The Trump admin proposed a $5,000 "baby bonus" to address declining birth rates; it overlooks deeper systemic issues.
Britt Riley, CEO of Haven, discusses student loan debt and lack of paid parental leave as significant barriers to family planning in the U.S.
The bonus is criticized as inadequate, given the $300,000 cost of raising a child and the lack of early parental support.
The Trump administration’s proposed $5,000 "baby bonus" has reignited debate over declining birth rates, but critics argue it’s a shallow gesture that ignores the real reasons why Americans are putting off parenthood. A modest one-time check, this Band-Aid solution is no match for a deeply fractured system marked by parental leave problems and childcare crises.
We spoke with Britt Riley, Founder and CEO of family care innovator Haven. Her work offers a firsthand perspective of what families actually need, and what policy often gets wrong.

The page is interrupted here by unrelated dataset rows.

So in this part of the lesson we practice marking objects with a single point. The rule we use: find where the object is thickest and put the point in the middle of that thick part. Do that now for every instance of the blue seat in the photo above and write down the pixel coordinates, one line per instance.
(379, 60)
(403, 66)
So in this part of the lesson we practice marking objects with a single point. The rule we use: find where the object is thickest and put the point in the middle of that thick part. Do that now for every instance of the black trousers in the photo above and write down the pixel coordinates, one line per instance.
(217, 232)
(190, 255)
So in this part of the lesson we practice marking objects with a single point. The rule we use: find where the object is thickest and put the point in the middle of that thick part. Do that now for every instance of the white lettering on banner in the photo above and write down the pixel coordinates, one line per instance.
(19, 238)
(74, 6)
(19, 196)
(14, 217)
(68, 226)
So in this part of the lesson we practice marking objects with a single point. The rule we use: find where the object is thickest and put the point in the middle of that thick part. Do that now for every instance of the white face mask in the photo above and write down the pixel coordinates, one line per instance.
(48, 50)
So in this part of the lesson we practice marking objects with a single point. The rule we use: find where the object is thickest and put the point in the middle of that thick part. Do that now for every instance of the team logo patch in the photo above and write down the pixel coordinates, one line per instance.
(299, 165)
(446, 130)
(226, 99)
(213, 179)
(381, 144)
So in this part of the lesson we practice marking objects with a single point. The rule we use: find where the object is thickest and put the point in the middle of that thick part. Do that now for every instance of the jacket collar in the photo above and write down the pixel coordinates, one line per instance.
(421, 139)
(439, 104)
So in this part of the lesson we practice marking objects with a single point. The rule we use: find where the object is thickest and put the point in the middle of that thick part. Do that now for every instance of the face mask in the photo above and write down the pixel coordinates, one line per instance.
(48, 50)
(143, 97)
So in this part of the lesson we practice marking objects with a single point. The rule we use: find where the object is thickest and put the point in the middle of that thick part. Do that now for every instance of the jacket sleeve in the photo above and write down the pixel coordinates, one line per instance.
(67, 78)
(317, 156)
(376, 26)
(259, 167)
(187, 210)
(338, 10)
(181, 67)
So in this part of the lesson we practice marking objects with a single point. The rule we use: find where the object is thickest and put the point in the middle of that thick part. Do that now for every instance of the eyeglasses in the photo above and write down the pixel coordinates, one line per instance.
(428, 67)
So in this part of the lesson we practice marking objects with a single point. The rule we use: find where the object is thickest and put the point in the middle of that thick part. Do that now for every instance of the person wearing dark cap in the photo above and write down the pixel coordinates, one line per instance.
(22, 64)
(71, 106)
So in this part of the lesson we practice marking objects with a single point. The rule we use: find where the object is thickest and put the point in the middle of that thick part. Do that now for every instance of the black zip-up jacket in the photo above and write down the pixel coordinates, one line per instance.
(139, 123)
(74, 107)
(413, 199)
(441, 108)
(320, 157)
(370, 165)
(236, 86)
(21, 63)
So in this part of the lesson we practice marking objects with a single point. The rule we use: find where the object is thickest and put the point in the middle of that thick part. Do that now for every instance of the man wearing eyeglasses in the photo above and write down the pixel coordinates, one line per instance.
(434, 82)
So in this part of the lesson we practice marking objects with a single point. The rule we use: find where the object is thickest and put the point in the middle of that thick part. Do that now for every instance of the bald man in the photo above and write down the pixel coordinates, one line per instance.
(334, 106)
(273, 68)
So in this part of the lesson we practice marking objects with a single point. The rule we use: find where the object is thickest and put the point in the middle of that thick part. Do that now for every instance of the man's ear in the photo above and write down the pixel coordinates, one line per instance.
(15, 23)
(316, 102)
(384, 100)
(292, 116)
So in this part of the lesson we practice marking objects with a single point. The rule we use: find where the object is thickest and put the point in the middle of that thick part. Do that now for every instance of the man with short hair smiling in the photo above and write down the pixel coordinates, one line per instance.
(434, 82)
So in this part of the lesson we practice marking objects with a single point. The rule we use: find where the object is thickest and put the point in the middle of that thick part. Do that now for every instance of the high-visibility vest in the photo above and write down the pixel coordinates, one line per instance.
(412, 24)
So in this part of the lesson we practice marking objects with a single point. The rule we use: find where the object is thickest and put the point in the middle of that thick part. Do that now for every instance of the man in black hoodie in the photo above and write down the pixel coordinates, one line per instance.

A gut punch: "It almost makes it all worse," says Riley, in response to the proposed $5,000 baby bonus. Rather than helping, she sees it as a symbol of how disconnected policymakers are from the realities families face. "It feels like a harder gut punch because the people who are supposed to be paying attention to the needs of our country aren't looking closely enough. And it makes people feel even more disenfranchised."
Death by debt: One of the most significant, yet often downplayed, factors in the family-planning equation is the crushing burden of student loan debt. "That actually lines up with the same reason why people aren't buying houses," says Riley. "We went to high school, worked hard, went to college, and picked up $100,000 of student loans. People are paying those student loans off for 20 years."
More than a line on a budget, this is a deferral of life itself. "What that means is they can't save for a house, they can't save for a down payment," she explains, pushing major milestones like parenthood back by “easily 10 years." Against that backdrop, a one-time $5,000 bonus feels less like help and more like a hollow gesture.
Leaving parents behind: Even before long-term expenses kick in, the earliest days of parenthood in America are marked by a glaring absence: paid parental leave.
Riley describes new parents as "having to struggle through the first three to six months with little to no support, and then being asked to show up 100% on the backside of that to contribute to their job." With the cost of raising a child exceeding $300,000, she notes, a $5,000 bonus "won’t even get people through healing from their C-section. New mothers are struggling without income as they’re healing from a major surgery and also trying to nourish a newborn."
Going the distance: Supporting family growth requires a profound holistic approach, not a one-time check. That involves confronting student debt, establishing paid leave policies, and fundamentally reimagining childcare as essential infrastructure. Until then, Riley says, cash incentives will feel more like political theater than real help. "It just doesn’t go the distance," she concludes.